Nottingham University Hospitals NHS Trust has been changing the way its financial management team works by adopting a business- like approach. This reflects a more commercial culture and an attempt to create business partners rather than traditional management accountants.

New recruits from the commercial sector – with experience in companies such as Saint Gobain, Boots and Specsavers – have helped to reinforce this change in culture.   

Business partnering means providing financial support for directorates and service lines to design and execute business strategy. It means actively helping the business to plan, achieve and exceed revenue, cost, surplus and investment return performance targets. And it requires going beyond simply reporting actual versus budgetary performance.

Individual roles have not been relabelled nor rebanded, but accountants have been urged to rethink their approach.

The basic change in mindset is to recognise that they provide a finance business partner service to customers, rather than just creating the finance budget report. This service includes stewardship, innovation, leadership and strategy. Specifically, each business partner needs to:

  • Ensure the stewardship of assets through adherence to standard financial instructions and schemes of delegation
  • Become a catalyst for service improvement and innovation, stimulating changes through the provision of patient-level cost information
  • Provide financial leadership, delivering service line reporting information to support decision-making
  • Act as a strategist, interpreting the business direction of the service into financial forecasts and risk assessment.

A fundamental premise of business partnering is knowing the customer and understanding their needs. Accountants at Nottingham undertake service line leadership training – a course also used at the trust to provide clinical leaders with more commercial skills (shortlisted for this year’s HFMA Havelock Training Award). Course participants are asked to identify their customers and whether they think they would be rehired by these customers.

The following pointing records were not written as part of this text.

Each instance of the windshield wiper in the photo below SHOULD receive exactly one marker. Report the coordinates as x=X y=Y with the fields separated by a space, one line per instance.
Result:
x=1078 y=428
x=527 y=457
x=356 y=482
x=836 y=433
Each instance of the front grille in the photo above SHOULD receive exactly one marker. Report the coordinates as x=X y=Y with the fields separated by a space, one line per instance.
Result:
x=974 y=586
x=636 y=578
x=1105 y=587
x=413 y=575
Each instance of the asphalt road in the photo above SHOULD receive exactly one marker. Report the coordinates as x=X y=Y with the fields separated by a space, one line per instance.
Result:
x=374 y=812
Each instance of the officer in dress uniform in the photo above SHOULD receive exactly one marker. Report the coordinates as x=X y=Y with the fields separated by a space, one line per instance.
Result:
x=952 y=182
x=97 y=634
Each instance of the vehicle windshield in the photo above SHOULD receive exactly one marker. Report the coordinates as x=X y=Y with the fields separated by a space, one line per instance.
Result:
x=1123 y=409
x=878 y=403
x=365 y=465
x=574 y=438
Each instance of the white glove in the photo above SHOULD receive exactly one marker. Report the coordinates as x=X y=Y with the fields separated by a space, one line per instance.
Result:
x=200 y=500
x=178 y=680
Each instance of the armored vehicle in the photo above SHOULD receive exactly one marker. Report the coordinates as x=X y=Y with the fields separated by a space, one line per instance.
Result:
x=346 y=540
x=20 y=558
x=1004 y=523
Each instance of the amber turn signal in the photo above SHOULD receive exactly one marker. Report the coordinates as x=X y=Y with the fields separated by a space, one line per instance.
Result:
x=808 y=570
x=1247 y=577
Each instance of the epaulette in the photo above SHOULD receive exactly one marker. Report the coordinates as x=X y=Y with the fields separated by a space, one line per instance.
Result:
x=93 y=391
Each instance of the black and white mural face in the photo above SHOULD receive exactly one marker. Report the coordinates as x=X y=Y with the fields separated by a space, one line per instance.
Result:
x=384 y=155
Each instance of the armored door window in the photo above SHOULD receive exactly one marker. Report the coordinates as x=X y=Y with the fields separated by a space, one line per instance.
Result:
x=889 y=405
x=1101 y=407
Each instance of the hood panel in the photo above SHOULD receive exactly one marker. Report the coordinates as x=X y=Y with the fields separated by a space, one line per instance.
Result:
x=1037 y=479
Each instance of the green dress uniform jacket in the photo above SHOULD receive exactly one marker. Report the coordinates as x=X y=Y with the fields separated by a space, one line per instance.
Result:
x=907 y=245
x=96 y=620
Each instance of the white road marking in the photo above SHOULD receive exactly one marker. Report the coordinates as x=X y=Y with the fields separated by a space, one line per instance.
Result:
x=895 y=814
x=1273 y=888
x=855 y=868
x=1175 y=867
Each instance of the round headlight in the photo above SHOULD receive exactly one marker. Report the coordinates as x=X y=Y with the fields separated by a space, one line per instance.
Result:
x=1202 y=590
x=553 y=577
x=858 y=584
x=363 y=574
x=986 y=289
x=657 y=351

Finance departments have many customers, including boards, management and clinicians.  And while customer surveys as part of annual internal audit provide some feedback on quality of service, it was felt they did not provide a real way of adequately gauging overall customer satisfaction. A new approach was needed. Borrowing from Fred Reichheld’s work on The ultimate question and net promoter score the trust developed its own question:

How likely are you to recommend your budget statement as reflecting the underlying business performance of the directorate?  (score 1-10)

This was then followed up by:
What single thing would you like to see improved next week/month?

Only scores of nine and 10 equate to a customer recommending the statements. The trust started out by asking the finance team about the statements they were producing. Answers were illuminating, with lots of plaudits for timeliness and accuracy, but many managers less sure the statements really reflected underlying performance. The second question was used to identify weekly improvements until the department was ready to unleash the question on its customers.

Managers welcomed the chance to feed back, especially in a climate when new approaches of margin accounting and service line reporting were being implemented in the monthly budget statements. Accountants’ focus transferred from traditional variance analysis to understanding how margins could be improved.

For a few months there was some debate on overhead apportionment. But this was quickly replaced by a sharp focus on the drivers of financial performance and on the financial information provided through service line reporting and patient-level costing. The approach places a much greater emphasis on robust cost data and cost analysis and directorate finance teams are encouraged to involve the costing accountants. However, this is a small resource, so teams lead on their own costing improvements.

For example, some directorates did not understand their theatre charges. In response, the trust’s 50 theatres have moved from being charged as an overhead or indirect cost to being billable items and have started to tackle issues such as charging for theatre down time.

NHS finance managers need to go on a journey from management accountant to business partner (see table). Nottingham has started this journey. We make no claims to have the definitive model, but we are excited by what would appear a more productive, interesting and rewarding approach to providing financial expertise and knowing our business.

Future business

The NHS funding outlook has changed and so too should NHS finance professionals, according to NHS Business Services Authority (BSA) director of finance Patrick McGahon, writes Seamus Ward.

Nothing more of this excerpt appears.